9 Eylül Sergisi’nin başarısının ardından bir sonraki yıl serginin tekrar düzenlenmesi kararı alınmış; 4 Eylül 1928 tarihinde ikinci kez 9 Eylül Sergisi kapılarını ziyaretçilerine açmıştı. Atatürk, sergi açılışı dolayısıyla İzmir Valisi Kazım Paşa’ya gönderdiği telgrafında şu ifadelere yer vermişti: “İzmir Dokuz Eylül sergisi memleketimizin iktisadiyatının ilerleme ve gelişmesine hizmeti şüphesiz bulunan serginin müteşebbis ve ortaklarını takdir ve tebrik ile muvaffakiyetler temenni ederim.”
***
Geçmiş yıllardaki sergi deneyimleri ile öne çıkan İzmir’de, 9 Eylül 1933’te Dokuz Eylül Panayırı kapılarını ziyaretçilere açmıştı. Cumhuriyet Meydanı’nda, 1932 yılında açılışı yapılan İzmir Gazi Heykeli’nin hemen arkasında, eski yangın yerinde açılan Dokuz Eylül Panayırı, 30 Eylül’e kadar açık kalmıştı.
Bir önceki yıldan hazırlıklarına başlanan ve 26 Ağustos 1934 tarihinde kapılarını ziyaretçilere açan Beynelmilel Dokuz Eylül Panayırı’nın açılışını Başbakan İsmet İnönü yapmıştı. İnönü, açılış konuşmasında “harabeler üstünde ve ancak 12 senelik bir zaman içinde beynelmilel bir eser ortaya koymak vatandaşlar için zevkli bir hadisedir” dedi.
1935 yılında beşincisi düzenlenecek olan Arsılulusal Panayır’ın hazırlıkları, aylar öncesinden başlamış; daha fazla ülke ve yabancı firmanın katılımı için çeşitli afiş ve broşürler hazırlanarak yurt dışına gönderilmişti.
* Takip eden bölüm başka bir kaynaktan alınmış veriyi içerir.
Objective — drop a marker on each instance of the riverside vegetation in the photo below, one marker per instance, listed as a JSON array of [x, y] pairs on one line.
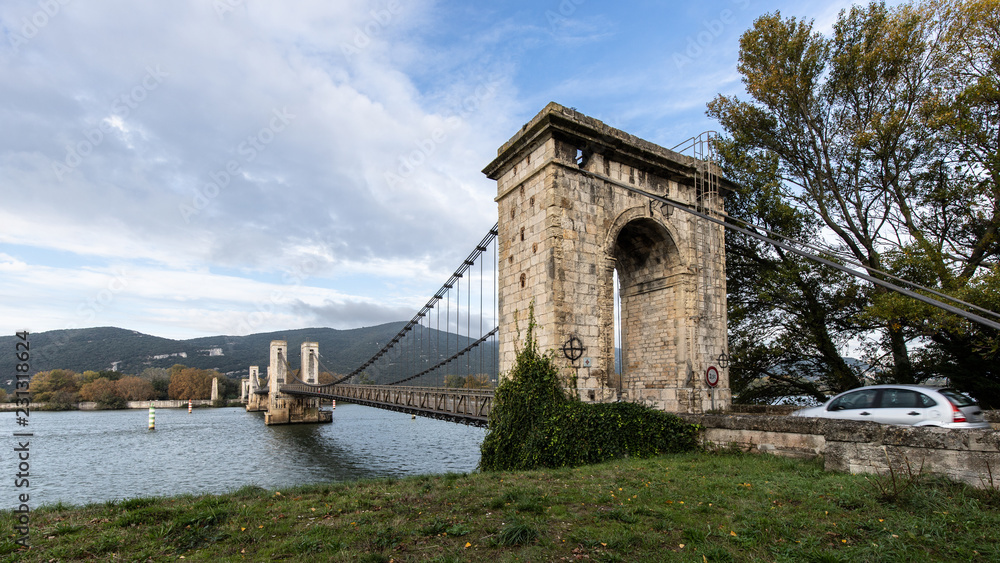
[[688, 506], [677, 507]]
Panayırın açılışını 22 Ağustos’ta Ekonomi Bakanı Celal Bayar yapmıştı. Bayar, açılışta ülkenin izlediği iktisadi politikayı ve panayırın önemini ifade eden bir konuşma yaparak, beşincisi düzenlenen panayırın yıldan yıla daha ileri ve olgun nitelik kazandığını; panayırın uluslararası ekonomik bağların doğmasına, gelişmesine ve genişlemesine yardımcı olduğunu vurgulamıştı.
Beşinci Arsılulusal Panayır’ı bir önceki seneye göre çok daha geniş bir alanda düzenlenmiş olmasına rağmen, giderek artan ilgi ve katılan kurum ve firma sayısının her yıl artması ile birlikte çok daha geniş bir alan ihtiyacı ortaya çıkmıştı. İzmir şehir merkezinde harabe şeklinde bulunan yangın yeri dönemin İzmir Belediye Başkanı Behçet Salih (Uz) Bey’in öncülüğünde, büyük bir azim ve çabayla düzenlenecekti. Halkın sağlık, spor, kültür ve eğlence ihtiyaçlarını karşılamak üzere, yeşillik alanları, tiyatroları, müzeleri, meydanları ve göletleriyle, modern bir anlayış altında yaklaşık 360 bin metrekarelik bir alan “Kültürpark” olarak planlanmış ve şehre kazandırılmıştı. Kültürpark, 1936 yılında altıncısı düzenlenen Arsıulusal İzmir Fuarı ile birlikte, sonraki yıllarda düzenlenecek olan fuarlara ev sahipliği yaptı.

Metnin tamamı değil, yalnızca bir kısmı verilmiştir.